E fu in questi stessi tempi, quando non era lontano il caso di lunghi assedi che impedissero le comunicazioni fra la città ed il contado, che si profittò della forza motrice ottenuta colle due pescaie di S. Niccolò e di Ognissanti per mettere in azione una quantità di mulini* eretti dentro la cerchia delle mura, perché potessero provvedere ai bisogni della città. Anche questi mulini dei quali oggi non esiste più traccia, erano ricchi di ricordi storici e presentavano un aspetto de’ più caratteristici e pittoreschi. Presso la porta S. Niccolò era un gruppo di mulini, che appartenevano fino dal XIII secolo ai Monaci di S. Miniato al Monte. Dopo aver messo in moto questi edifizj l’acqua dell’Arno, per mezzo d’una gora o canale alimentava gli altri e più importanti mulini detti dei Renai e di S. Gregorio.
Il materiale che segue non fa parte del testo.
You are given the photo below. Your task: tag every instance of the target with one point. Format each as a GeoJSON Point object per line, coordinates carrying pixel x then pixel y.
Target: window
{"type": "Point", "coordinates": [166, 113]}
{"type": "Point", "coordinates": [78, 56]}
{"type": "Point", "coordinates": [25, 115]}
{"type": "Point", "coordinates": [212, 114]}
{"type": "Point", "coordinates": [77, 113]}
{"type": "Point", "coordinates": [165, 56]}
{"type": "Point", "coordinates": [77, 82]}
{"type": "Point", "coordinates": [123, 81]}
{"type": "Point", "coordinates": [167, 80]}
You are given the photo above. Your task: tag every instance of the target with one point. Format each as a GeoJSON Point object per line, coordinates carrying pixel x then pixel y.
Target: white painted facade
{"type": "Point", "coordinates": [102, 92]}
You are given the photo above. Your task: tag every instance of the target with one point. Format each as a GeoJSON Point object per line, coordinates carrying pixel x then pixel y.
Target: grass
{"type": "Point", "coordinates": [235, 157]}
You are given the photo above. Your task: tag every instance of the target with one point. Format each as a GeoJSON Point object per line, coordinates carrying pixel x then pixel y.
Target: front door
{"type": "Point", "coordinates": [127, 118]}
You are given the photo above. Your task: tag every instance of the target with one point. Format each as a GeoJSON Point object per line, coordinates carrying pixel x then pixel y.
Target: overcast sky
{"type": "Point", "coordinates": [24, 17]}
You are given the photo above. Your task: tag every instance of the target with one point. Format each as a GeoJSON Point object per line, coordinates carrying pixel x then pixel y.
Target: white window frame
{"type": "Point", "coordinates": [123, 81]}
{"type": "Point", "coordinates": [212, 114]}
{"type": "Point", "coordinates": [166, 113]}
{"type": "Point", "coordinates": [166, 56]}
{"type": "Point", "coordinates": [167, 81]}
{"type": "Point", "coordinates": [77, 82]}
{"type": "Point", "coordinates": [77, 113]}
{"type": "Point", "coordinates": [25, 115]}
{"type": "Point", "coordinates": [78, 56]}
La fabbrica di questi mulini era stata iniziata sotto la direzione di Giovanni Pisano e fu continuata e compiuta da Taddeo Gaddi nel 1340.
Il Gaddi chiuse per comodità di queste mulina due delle arcate del Ponte Rubaconte e circondò il fabbricato da alte e solide mura entro le quali si penetrava per mezzo d’una gran porta sormontata da tettoia corrispondente sul Renaio. Le mulina de’ Renai che avevano nel loro insieme un aspetto antico ed oltremodo pittoresco, sono esistite fino all’epoca in cui si costruì il nuovo Lungarno Serristori occupando appunto lo spazio della gora che serviva a metterne in movimento le ruote.